Ante unos 40 mil fieles y peregrinos de los cinco continentes reunidos en una soleada Plaza de San Pedro, el Pontífice afirmó que el comienzo de un nuevo año no puede limitarse a una simple sucesión de fechas y obligaciones. “El Señor nos invita a renovar nuestro tiempo, inaugurando finalmente una época de paz y amistad entre todos los pueblos”, sostuvo, y advirtió que sin ese anhelo de bien común “no tendría sentido girar las páginas del calendario”.
En su reflexión, León XIV también se refirió al Jubileo que está por concluir, al que definió como una auténtica “escuela de esperanza”. Señaló que este tiempo de gracia enseñó a convertir el corazón a Dios para transformar los agravios en perdón, el dolor en consuelo y los buenos propósitos en obras concretas.

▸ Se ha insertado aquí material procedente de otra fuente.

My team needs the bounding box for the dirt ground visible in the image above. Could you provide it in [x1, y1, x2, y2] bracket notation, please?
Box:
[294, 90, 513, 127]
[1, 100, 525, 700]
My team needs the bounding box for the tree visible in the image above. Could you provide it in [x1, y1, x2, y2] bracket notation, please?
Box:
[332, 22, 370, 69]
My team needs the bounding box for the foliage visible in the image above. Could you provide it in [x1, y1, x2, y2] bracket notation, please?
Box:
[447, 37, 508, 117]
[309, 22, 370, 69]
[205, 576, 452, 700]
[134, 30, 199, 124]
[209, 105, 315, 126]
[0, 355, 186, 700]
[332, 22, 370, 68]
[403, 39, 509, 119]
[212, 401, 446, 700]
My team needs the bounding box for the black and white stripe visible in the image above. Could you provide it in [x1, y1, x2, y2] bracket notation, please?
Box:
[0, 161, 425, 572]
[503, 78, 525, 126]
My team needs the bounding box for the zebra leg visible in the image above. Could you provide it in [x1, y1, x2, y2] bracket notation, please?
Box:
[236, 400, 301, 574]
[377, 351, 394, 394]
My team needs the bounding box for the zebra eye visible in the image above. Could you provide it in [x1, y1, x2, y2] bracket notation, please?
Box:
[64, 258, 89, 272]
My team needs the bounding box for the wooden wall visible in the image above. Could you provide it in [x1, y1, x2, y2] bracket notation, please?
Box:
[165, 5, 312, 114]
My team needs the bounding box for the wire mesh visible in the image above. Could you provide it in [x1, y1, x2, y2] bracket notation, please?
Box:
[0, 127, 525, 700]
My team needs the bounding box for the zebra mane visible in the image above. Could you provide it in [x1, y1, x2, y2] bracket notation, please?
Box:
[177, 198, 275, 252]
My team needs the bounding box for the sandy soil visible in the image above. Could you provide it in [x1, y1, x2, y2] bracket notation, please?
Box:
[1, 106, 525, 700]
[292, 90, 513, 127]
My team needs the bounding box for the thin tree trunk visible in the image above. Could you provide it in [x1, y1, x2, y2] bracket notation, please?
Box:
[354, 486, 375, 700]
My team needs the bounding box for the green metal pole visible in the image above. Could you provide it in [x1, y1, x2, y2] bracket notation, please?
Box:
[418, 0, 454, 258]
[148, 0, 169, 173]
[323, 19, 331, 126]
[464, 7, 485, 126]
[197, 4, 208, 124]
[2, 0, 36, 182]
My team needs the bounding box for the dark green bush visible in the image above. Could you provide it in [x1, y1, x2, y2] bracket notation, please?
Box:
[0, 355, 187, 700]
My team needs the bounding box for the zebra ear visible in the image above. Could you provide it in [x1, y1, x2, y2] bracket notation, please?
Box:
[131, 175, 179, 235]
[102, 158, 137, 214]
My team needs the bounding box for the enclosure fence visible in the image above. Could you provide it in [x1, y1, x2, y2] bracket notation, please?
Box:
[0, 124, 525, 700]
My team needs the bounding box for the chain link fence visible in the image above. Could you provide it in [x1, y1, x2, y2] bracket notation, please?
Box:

El Papa explicó que Dios entra en la historia haciéndose hombre y entregando al mundo al Redentor. En ese sentido, destacó que Jesús ilumina las conciencias para que el futuro pueda ser construido como una casa abierta y acogedora para todos.
Al poner la mirada en la Virgen María, protagonista de la jornada, recordó que ella fue la primera morada del Verbo. “En el silencio de su seno, el Verbo de la vida se anuncia como latido de gracia”, expresó, subrayando que el corazón de Cristo “late por todo hombre y toda mujer”, sin indiferencia ante el sufrimiento.
León XIV invitó además a contemplar el valor de cada vida humana, reflejo del misterio de Dios, y llamó a custodiarla siempre como un don sagrado, especialmente al recordar que Jesús nació de una mujer.
Finalmente, en el marco de la Jornada Mundial de la Paz, el Pontífice elevó una súplica coral: “Oremos todos juntos por la paz”, pidió, tanto para las naciones atravesadas por guerras y miseria como para las familias heridas por la violencia cotidiana. El mensaje fue confiado a la intercesión de María, Madre de Dios, con la certeza de que la esperanza cristiana no defrauda, incluso frente a los desafíos del nuevo año.